Get Embedding Models

const models = ai.embeddings.getModels();

Create Embeddings

Create Single Embedding
const embeddings = await ai.embeddings.create("<INPUT>", {
  model: "<MODEL_NAME>", // Optional
  dimensions: "<DIMENSION>", // Optional
});
Create Multiple Embeddings
const embeddings = await ai.embeddings.create(["<INPUT>", "<INPUT_2>"], ...);
Additional Notes
  • If a custom EmbeddingsManager is provided, all the parameters can still be passed to the ai.embeddings.create method, allowing for custom handling and logic while preserving the same interface.

Chat Completions

Get Chat Completion Models

const models = ai.chatCompletions.getModels();

Create Chat Completion

The create method allows you to generate chat completions either as a complete string or in a streamed fashion, depending on the stream option.

As String

Performs a chat completion and returns the result as a complete string.

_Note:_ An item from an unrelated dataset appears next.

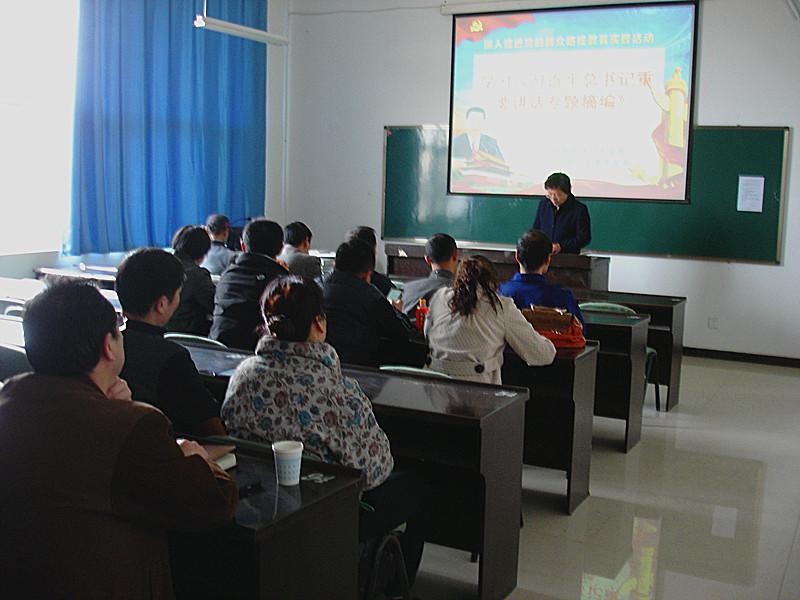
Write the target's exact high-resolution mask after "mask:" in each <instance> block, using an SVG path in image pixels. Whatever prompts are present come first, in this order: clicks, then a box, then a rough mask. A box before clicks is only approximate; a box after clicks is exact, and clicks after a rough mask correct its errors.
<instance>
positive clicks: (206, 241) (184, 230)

const chatCompletion = await ai.chatCompletions.create({
  stream: false,
  prompt: "<PROMPT>",
  model: "<MODEL_NAME>", // Optional
  systemRole: "<SYSTEM_ROLE>", // Optional
  messages: [{ role: "user", content: "<CONTENT>" }], // Optional
});
As Stream

Performs a chat completion and returns the result as a stream of data chunks.

const stream = await ai.chatCompletions.create({
  stream: true,
  prompt: "<PROMPT>",
  model: "<MODEL_NAME>", // Optional
  systemRole: "<SYSTEM_ROLE>", // Optional
  messages: [{ role: "user", content: "<CONTENT>" }], // Optional
  tools: [...] // Optional
});

const chatCompletion = await ai.chatCompletions.handleStream(stream, async (chunk) => {
  await customFnCall(chunk);
});
Additional Notes
  • When using stream: true, the handleStream function processes the stream and accepts a callback function as the second argument. The callback handles each new chunk of data as it arrives.
  • You can use the messages array to provide additional context for the chat completion, such as user messages or system instructions.
  • If a custom ChatCompletionsManager is provided, all the parameters can still be passed to the ai.chatCompletions.create method, allowing for custom handling and logic while preserving the same interface.